Caminaba día y noche, guiándose por el sol y las estrellas. Dormía en el suelo húmedo, rodeada de los sonidos de la selva. A veces, la desesperación la embargaba, pero el recuerdo de su madre y la necesidad de sobrevivir la impulsaban a seguir adelante.
Un día, mientras caminaba por la orilla del arroyo, divisó algo que le hizo latir el corazón con esperanza: una pequeña choza. Se acercó con cautela, llamando débilmente.
Dentro, encontró a unos leñadores. Al verla, demacrada, herida y cubierta de barro, quedaron atónitos. Le dieron agua y comida, y la cuidaron hasta que pudieron llevarla a la civilización.

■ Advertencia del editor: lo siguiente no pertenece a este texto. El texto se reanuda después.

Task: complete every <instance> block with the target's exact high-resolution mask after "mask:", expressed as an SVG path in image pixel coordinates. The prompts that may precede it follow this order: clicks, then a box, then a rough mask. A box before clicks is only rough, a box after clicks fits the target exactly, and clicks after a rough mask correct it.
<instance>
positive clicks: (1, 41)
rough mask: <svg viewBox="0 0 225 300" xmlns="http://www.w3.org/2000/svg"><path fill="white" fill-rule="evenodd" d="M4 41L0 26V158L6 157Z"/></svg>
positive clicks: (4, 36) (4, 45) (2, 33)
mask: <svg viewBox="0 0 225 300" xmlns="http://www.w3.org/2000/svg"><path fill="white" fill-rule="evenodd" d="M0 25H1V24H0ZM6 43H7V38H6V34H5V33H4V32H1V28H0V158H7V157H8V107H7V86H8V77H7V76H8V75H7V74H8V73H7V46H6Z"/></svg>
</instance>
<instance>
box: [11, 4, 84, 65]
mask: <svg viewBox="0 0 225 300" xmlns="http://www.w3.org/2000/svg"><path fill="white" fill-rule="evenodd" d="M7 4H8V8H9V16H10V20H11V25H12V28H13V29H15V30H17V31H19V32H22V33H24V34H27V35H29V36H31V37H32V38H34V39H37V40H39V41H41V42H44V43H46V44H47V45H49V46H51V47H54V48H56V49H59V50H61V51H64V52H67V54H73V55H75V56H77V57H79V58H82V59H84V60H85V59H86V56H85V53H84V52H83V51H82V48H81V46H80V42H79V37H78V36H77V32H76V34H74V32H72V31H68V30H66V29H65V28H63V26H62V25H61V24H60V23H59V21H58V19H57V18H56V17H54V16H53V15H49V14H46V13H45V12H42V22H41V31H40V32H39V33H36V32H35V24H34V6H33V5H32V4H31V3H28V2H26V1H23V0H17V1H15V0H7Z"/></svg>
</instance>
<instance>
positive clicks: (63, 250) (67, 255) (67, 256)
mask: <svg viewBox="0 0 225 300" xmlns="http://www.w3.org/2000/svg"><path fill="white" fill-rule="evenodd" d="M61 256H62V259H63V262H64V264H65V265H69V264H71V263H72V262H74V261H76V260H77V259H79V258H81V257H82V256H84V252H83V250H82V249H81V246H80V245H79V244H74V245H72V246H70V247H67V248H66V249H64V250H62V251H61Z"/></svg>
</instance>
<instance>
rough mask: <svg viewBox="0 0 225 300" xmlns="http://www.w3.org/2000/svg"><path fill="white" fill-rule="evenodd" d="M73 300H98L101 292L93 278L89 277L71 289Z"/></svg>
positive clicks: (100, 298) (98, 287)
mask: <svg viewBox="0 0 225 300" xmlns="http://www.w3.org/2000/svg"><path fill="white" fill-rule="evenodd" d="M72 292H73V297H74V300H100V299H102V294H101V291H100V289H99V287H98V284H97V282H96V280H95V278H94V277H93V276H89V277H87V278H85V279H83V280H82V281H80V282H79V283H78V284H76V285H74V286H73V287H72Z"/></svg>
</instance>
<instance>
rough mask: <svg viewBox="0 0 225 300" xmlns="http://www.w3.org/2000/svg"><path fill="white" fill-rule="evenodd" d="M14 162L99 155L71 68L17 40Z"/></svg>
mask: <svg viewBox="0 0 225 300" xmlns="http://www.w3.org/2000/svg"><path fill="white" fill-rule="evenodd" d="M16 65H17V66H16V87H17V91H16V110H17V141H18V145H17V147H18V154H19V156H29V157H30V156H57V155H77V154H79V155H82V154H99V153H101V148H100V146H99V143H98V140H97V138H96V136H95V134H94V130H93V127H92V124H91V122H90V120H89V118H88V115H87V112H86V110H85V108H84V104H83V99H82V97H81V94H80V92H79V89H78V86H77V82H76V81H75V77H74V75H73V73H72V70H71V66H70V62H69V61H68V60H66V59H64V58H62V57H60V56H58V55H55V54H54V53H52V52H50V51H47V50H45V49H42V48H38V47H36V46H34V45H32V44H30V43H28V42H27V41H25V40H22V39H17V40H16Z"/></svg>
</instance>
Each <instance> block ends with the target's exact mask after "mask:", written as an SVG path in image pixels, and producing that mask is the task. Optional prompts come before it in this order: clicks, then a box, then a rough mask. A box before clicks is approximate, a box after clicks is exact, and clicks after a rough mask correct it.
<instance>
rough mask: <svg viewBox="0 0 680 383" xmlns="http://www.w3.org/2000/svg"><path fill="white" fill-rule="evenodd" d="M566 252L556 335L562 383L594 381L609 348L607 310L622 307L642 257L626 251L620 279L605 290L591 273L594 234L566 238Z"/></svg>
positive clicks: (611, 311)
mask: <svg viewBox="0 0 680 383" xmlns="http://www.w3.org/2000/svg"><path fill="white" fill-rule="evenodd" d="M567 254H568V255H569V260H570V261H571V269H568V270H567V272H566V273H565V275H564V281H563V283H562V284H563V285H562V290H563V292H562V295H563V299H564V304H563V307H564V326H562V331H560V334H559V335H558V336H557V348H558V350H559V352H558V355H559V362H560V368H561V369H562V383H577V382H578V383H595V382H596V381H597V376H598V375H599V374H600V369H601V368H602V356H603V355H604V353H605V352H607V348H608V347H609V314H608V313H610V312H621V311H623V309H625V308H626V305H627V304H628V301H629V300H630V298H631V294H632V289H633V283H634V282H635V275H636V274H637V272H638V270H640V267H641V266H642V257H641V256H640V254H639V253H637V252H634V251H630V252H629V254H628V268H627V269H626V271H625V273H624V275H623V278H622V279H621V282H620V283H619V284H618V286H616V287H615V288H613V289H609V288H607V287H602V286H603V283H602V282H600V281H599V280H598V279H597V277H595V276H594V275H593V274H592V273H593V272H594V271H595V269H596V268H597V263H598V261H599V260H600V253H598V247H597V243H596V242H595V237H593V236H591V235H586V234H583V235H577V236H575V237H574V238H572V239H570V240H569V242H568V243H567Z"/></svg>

La historia de Juliane Koepcke es un milagro de supervivencia. A pesar de caer desde miles de metros, de enfrentarse sola a la selva y sus peligros, su determinación y su conocimiento de la naturaleza le permitieron sobrevivir. Su historia es un testimonio de la increíble resistencia del espíritu humano y de la capacidad de adaptación en las circunstancias más extremas. Aunque perdió a su madre en el accidente, Juliane emergió de la selva como un símbolo de esperanza y fortaleza inquebrantable.